Methamphetamine has raised concerns because it may be neurotoxic to the human brain. Although prior work has focused primarily on the effects of methamphetamine on dopamine cells, there is evidence that other neuronal types are affected. The authors measured regional brain glucose metabolism, which serves as a marker of brain function, to assess if there is evidence of functional changes in methamphetamine abusers in regions other than those innervated by dopamine cells.


Fifteen detoxified methamphetamine abusers and 21 comparison subjects underwent positron emission tomography following administration of [(18)F]fluorodeoxyglucose.


Whole brain metabolism in the methamphetamine abusers was 14% higher than that of comparison subjects; the differences were most accentuated in the parietal cortex (20%).

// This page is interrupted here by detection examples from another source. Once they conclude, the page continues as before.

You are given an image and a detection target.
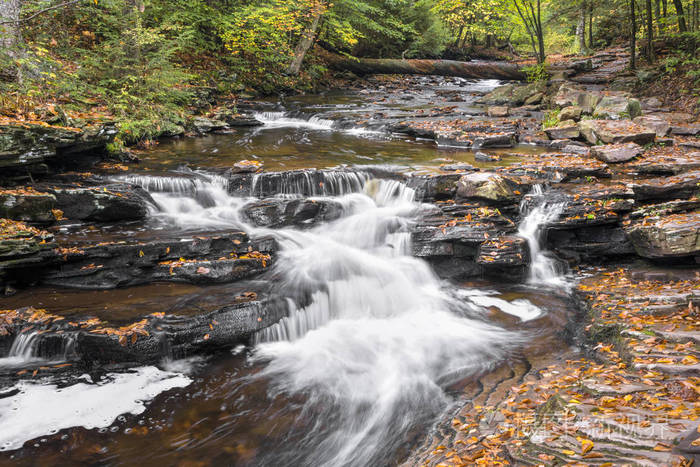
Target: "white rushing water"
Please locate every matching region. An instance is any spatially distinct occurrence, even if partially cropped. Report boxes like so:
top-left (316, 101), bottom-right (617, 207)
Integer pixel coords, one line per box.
top-left (518, 185), bottom-right (568, 288)
top-left (0, 367), bottom-right (191, 451)
top-left (138, 173), bottom-right (532, 466)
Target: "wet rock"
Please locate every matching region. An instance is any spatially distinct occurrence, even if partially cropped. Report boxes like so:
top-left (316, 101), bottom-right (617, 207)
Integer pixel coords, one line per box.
top-left (46, 184), bottom-right (155, 222)
top-left (38, 232), bottom-right (277, 289)
top-left (554, 83), bottom-right (602, 114)
top-left (578, 120), bottom-right (656, 145)
top-left (486, 106), bottom-right (510, 118)
top-left (479, 83), bottom-right (544, 107)
top-left (544, 120), bottom-right (581, 140)
top-left (593, 96), bottom-right (642, 120)
top-left (0, 293), bottom-right (288, 369)
top-left (231, 160), bottom-right (263, 174)
top-left (406, 173), bottom-right (462, 201)
top-left (591, 143), bottom-right (644, 164)
top-left (559, 105), bottom-right (583, 122)
top-left (457, 172), bottom-right (518, 204)
top-left (0, 123), bottom-right (117, 174)
top-left (634, 115), bottom-right (671, 138)
top-left (671, 124), bottom-right (700, 136)
top-left (626, 211), bottom-right (700, 258)
top-left (0, 219), bottom-right (56, 285)
top-left (0, 190), bottom-right (56, 224)
top-left (629, 170), bottom-right (700, 201)
top-left (626, 152), bottom-right (700, 175)
top-left (214, 109), bottom-right (264, 128)
top-left (474, 151), bottom-right (501, 162)
top-left (498, 154), bottom-right (612, 183)
top-left (192, 117), bottom-right (228, 135)
top-left (440, 164), bottom-right (479, 172)
top-left (476, 236), bottom-right (530, 279)
top-left (243, 198), bottom-right (343, 228)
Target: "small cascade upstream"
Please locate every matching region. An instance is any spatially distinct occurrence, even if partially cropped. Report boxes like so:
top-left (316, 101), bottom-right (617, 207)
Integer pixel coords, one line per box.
top-left (138, 171), bottom-right (531, 466)
top-left (518, 185), bottom-right (568, 288)
top-left (0, 331), bottom-right (75, 368)
top-left (253, 112), bottom-right (335, 130)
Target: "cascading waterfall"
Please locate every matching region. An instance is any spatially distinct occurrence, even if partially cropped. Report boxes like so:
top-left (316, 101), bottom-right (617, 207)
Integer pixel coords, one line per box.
top-left (253, 112), bottom-right (335, 130)
top-left (0, 331), bottom-right (75, 368)
top-left (144, 172), bottom-right (536, 466)
top-left (518, 185), bottom-right (567, 288)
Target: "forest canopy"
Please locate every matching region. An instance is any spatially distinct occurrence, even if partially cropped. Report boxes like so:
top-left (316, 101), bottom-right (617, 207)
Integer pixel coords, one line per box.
top-left (0, 0), bottom-right (700, 143)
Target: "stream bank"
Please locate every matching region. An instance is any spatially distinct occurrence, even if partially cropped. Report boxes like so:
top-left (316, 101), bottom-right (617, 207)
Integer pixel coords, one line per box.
top-left (0, 48), bottom-right (700, 465)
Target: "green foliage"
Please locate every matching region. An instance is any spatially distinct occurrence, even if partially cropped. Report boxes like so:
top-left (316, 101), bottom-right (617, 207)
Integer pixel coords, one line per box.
top-left (542, 109), bottom-right (561, 130)
top-left (523, 63), bottom-right (551, 83)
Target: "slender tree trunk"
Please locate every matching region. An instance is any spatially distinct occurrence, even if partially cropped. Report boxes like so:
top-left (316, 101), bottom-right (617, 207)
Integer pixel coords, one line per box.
top-left (588, 0), bottom-right (593, 50)
top-left (287, 9), bottom-right (323, 76)
top-left (673, 0), bottom-right (688, 32)
top-left (452, 26), bottom-right (464, 49)
top-left (0, 0), bottom-right (22, 81)
top-left (647, 0), bottom-right (656, 62)
top-left (576, 0), bottom-right (587, 54)
top-left (630, 0), bottom-right (637, 70)
top-left (537, 0), bottom-right (547, 63)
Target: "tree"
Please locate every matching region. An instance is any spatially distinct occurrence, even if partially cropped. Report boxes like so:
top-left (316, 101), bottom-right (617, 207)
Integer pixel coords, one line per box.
top-left (673, 0), bottom-right (688, 32)
top-left (513, 0), bottom-right (547, 63)
top-left (629, 0), bottom-right (637, 70)
top-left (0, 0), bottom-right (22, 80)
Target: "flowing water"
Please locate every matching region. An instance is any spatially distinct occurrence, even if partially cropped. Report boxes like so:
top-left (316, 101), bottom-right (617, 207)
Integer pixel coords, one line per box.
top-left (0, 77), bottom-right (566, 466)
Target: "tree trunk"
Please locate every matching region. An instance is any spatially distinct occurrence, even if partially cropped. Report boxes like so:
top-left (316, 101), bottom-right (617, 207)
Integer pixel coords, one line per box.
top-left (0, 0), bottom-right (22, 81)
top-left (588, 0), bottom-right (594, 50)
top-left (287, 9), bottom-right (322, 76)
top-left (646, 0), bottom-right (656, 63)
top-left (630, 0), bottom-right (637, 70)
top-left (673, 0), bottom-right (688, 32)
top-left (324, 53), bottom-right (526, 80)
top-left (576, 0), bottom-right (587, 54)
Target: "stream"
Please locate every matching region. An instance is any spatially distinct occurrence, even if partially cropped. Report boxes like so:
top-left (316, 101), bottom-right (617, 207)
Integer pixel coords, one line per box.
top-left (0, 78), bottom-right (571, 466)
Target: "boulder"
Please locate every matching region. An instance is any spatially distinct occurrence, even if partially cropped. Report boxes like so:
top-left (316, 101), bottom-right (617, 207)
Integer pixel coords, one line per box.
top-left (0, 123), bottom-right (117, 174)
top-left (46, 184), bottom-right (156, 222)
top-left (406, 173), bottom-right (462, 202)
top-left (544, 120), bottom-right (581, 140)
top-left (474, 151), bottom-right (501, 162)
top-left (634, 115), bottom-right (671, 138)
top-left (626, 211), bottom-right (700, 258)
top-left (593, 96), bottom-right (642, 120)
top-left (457, 172), bottom-right (518, 203)
top-left (591, 143), bottom-right (644, 164)
top-left (578, 120), bottom-right (656, 145)
top-left (486, 106), bottom-right (510, 118)
top-left (479, 83), bottom-right (545, 107)
top-left (192, 117), bottom-right (228, 135)
top-left (0, 190), bottom-right (56, 224)
top-left (629, 170), bottom-right (700, 201)
top-left (554, 83), bottom-right (602, 114)
top-left (231, 160), bottom-right (263, 174)
top-left (559, 105), bottom-right (583, 121)
top-left (243, 198), bottom-right (343, 228)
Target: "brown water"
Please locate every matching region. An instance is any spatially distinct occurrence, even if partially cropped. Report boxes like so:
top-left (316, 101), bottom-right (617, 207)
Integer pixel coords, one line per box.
top-left (0, 78), bottom-right (570, 466)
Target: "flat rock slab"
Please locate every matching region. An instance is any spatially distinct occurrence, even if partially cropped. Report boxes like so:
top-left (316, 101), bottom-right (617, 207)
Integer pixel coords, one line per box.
top-left (591, 143), bottom-right (644, 164)
top-left (579, 120), bottom-right (656, 145)
top-left (625, 211), bottom-right (700, 258)
top-left (629, 170), bottom-right (700, 201)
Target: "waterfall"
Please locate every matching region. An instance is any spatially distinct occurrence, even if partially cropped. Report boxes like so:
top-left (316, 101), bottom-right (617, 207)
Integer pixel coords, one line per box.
top-left (253, 112), bottom-right (335, 130)
top-left (130, 170), bottom-right (532, 466)
top-left (0, 331), bottom-right (76, 368)
top-left (518, 185), bottom-right (567, 287)
top-left (250, 170), bottom-right (370, 197)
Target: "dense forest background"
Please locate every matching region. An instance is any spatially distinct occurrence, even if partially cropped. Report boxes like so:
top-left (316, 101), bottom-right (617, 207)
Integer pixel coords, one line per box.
top-left (0, 0), bottom-right (700, 143)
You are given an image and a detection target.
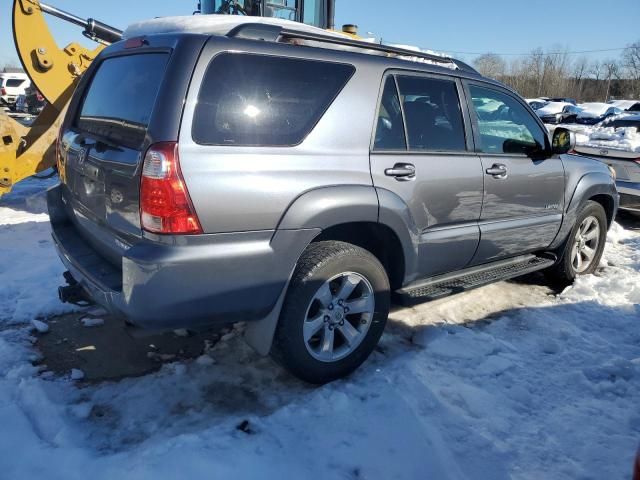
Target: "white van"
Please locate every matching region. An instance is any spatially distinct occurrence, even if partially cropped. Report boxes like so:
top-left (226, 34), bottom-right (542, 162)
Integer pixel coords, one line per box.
top-left (0, 73), bottom-right (31, 106)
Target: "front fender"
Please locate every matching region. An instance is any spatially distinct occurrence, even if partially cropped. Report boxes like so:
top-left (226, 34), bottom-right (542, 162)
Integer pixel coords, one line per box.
top-left (550, 172), bottom-right (619, 249)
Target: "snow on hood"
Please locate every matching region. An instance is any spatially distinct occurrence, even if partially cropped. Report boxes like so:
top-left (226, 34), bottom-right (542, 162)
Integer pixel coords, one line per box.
top-left (536, 102), bottom-right (571, 115)
top-left (609, 100), bottom-right (640, 110)
top-left (563, 125), bottom-right (640, 153)
top-left (123, 15), bottom-right (351, 39)
top-left (578, 102), bottom-right (615, 118)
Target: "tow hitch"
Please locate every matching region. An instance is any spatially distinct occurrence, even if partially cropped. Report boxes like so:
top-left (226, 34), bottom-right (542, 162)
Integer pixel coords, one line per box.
top-left (58, 271), bottom-right (91, 306)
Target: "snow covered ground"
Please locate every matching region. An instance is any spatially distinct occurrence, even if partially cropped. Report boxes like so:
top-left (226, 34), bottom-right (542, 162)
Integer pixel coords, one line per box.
top-left (0, 181), bottom-right (640, 480)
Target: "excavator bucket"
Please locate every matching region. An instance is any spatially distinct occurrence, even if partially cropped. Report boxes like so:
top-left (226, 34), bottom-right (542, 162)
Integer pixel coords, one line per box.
top-left (0, 0), bottom-right (121, 196)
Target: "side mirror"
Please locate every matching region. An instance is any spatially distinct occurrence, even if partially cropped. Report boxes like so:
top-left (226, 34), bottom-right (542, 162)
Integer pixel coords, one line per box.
top-left (551, 127), bottom-right (576, 155)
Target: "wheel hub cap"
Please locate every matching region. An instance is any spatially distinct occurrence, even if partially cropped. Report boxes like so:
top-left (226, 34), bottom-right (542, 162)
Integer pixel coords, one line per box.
top-left (571, 216), bottom-right (600, 273)
top-left (303, 272), bottom-right (375, 362)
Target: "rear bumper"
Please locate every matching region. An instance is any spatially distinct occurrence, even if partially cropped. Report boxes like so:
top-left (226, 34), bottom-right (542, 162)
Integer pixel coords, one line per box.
top-left (48, 187), bottom-right (319, 330)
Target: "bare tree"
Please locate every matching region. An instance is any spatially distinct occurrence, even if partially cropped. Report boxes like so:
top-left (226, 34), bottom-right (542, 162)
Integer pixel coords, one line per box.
top-left (622, 40), bottom-right (640, 98)
top-left (602, 60), bottom-right (619, 102)
top-left (473, 53), bottom-right (507, 79)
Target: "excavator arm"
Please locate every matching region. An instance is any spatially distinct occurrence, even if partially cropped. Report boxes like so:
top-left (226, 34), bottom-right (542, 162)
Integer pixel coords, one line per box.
top-left (0, 0), bottom-right (122, 197)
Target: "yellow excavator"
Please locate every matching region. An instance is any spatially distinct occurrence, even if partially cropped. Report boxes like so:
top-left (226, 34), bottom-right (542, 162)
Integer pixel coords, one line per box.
top-left (0, 0), bottom-right (342, 197)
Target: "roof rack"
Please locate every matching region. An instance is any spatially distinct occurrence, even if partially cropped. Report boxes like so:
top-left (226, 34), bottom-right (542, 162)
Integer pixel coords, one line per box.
top-left (227, 23), bottom-right (478, 74)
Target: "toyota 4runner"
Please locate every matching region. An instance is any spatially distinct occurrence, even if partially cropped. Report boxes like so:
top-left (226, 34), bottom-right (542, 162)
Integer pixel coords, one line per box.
top-left (48, 23), bottom-right (618, 383)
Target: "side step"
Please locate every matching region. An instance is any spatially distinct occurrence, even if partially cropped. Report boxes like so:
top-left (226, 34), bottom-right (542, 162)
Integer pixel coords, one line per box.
top-left (395, 254), bottom-right (556, 306)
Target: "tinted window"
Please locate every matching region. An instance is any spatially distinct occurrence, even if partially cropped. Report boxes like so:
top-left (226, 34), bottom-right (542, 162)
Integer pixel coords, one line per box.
top-left (469, 85), bottom-right (546, 153)
top-left (76, 53), bottom-right (168, 148)
top-left (374, 76), bottom-right (407, 150)
top-left (398, 77), bottom-right (466, 151)
top-left (193, 54), bottom-right (355, 146)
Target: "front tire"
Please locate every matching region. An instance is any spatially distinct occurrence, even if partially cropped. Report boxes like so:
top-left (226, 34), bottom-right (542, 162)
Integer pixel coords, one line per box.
top-left (271, 241), bottom-right (390, 384)
top-left (546, 200), bottom-right (607, 286)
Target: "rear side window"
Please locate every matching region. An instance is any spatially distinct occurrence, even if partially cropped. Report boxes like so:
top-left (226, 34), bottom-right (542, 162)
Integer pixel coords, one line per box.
top-left (192, 53), bottom-right (355, 146)
top-left (398, 76), bottom-right (466, 151)
top-left (373, 76), bottom-right (407, 150)
top-left (75, 53), bottom-right (169, 149)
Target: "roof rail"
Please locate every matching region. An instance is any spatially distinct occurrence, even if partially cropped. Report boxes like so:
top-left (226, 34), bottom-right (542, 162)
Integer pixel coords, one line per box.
top-left (227, 23), bottom-right (478, 74)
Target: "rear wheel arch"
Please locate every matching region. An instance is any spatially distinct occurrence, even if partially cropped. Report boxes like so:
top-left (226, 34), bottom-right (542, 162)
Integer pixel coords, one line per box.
top-left (589, 194), bottom-right (615, 227)
top-left (312, 222), bottom-right (406, 290)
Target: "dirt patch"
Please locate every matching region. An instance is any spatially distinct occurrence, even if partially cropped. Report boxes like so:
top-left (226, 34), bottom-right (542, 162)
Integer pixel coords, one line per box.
top-left (35, 313), bottom-right (224, 382)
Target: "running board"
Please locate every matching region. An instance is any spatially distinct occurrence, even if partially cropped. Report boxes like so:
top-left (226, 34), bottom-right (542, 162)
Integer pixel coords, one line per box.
top-left (395, 254), bottom-right (556, 306)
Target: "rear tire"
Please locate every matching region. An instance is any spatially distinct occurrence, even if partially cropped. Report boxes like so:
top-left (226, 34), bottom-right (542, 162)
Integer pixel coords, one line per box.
top-left (545, 200), bottom-right (607, 287)
top-left (271, 241), bottom-right (390, 384)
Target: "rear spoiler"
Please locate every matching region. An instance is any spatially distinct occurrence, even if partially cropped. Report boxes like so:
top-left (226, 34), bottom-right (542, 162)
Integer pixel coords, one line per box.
top-left (227, 23), bottom-right (479, 75)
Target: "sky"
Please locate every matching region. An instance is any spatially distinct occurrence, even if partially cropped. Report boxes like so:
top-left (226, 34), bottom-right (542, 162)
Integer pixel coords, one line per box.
top-left (0, 0), bottom-right (640, 66)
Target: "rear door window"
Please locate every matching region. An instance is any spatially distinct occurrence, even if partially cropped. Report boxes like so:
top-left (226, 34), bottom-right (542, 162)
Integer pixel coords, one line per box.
top-left (469, 85), bottom-right (546, 154)
top-left (398, 76), bottom-right (466, 151)
top-left (192, 53), bottom-right (355, 146)
top-left (75, 53), bottom-right (169, 149)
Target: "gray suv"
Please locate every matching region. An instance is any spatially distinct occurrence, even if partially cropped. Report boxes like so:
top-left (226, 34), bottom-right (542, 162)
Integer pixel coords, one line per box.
top-left (48, 25), bottom-right (618, 383)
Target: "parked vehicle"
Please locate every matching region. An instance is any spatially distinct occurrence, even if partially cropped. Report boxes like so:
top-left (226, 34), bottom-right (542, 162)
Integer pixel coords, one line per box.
top-left (48, 18), bottom-right (618, 383)
top-left (536, 102), bottom-right (578, 124)
top-left (25, 85), bottom-right (46, 115)
top-left (607, 100), bottom-right (640, 112)
top-left (576, 102), bottom-right (622, 125)
top-left (0, 73), bottom-right (31, 107)
top-left (526, 98), bottom-right (549, 110)
top-left (14, 93), bottom-right (27, 113)
top-left (549, 97), bottom-right (578, 105)
top-left (575, 113), bottom-right (640, 213)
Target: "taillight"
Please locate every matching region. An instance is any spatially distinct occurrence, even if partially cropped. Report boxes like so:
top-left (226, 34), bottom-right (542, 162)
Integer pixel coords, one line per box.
top-left (56, 128), bottom-right (62, 172)
top-left (140, 142), bottom-right (202, 235)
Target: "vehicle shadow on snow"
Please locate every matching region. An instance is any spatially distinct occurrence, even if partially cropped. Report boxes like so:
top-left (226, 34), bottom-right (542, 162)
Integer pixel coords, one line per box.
top-left (36, 282), bottom-right (640, 453)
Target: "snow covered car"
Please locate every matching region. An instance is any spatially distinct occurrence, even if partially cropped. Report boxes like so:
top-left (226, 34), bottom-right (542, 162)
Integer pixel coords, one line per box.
top-left (548, 97), bottom-right (578, 105)
top-left (0, 73), bottom-right (31, 107)
top-left (575, 113), bottom-right (640, 213)
top-left (576, 102), bottom-right (622, 125)
top-left (536, 102), bottom-right (578, 124)
top-left (525, 98), bottom-right (549, 110)
top-left (607, 100), bottom-right (640, 112)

After normalization for whole brain metabolism, methamphetamine abusers exhibited significantly lower metabolism in the thalamus (17% difference) and striatum (where the differences were larger for the caudate [12%] than for the putamen [6%]). Statistical parametric mapping analyses corroborated these findings, revealing higher metabolism in the parietal cortex and lower metabolism in the thalamus and striatum of methamphetamine abusers.


The fact that the parietal cortex is a region devoid of any significant dopaminergic innervation suggests that the higher metabolism seen in this region in the methamphetamine abusers is the result of methamphetamine effects in circuits other than those modulated by dopamine. In addition, the lower metabolism in the striatum and thalamus (major outputs of dopamine signals into the cortex) is likely to reflect the functional consequence of methamphetamine in dopaminergic circuits. These results provide evidence that, in humans, methamphetamine abuse results in changes in function of dopamine- and nondopamine-innervated brain regions.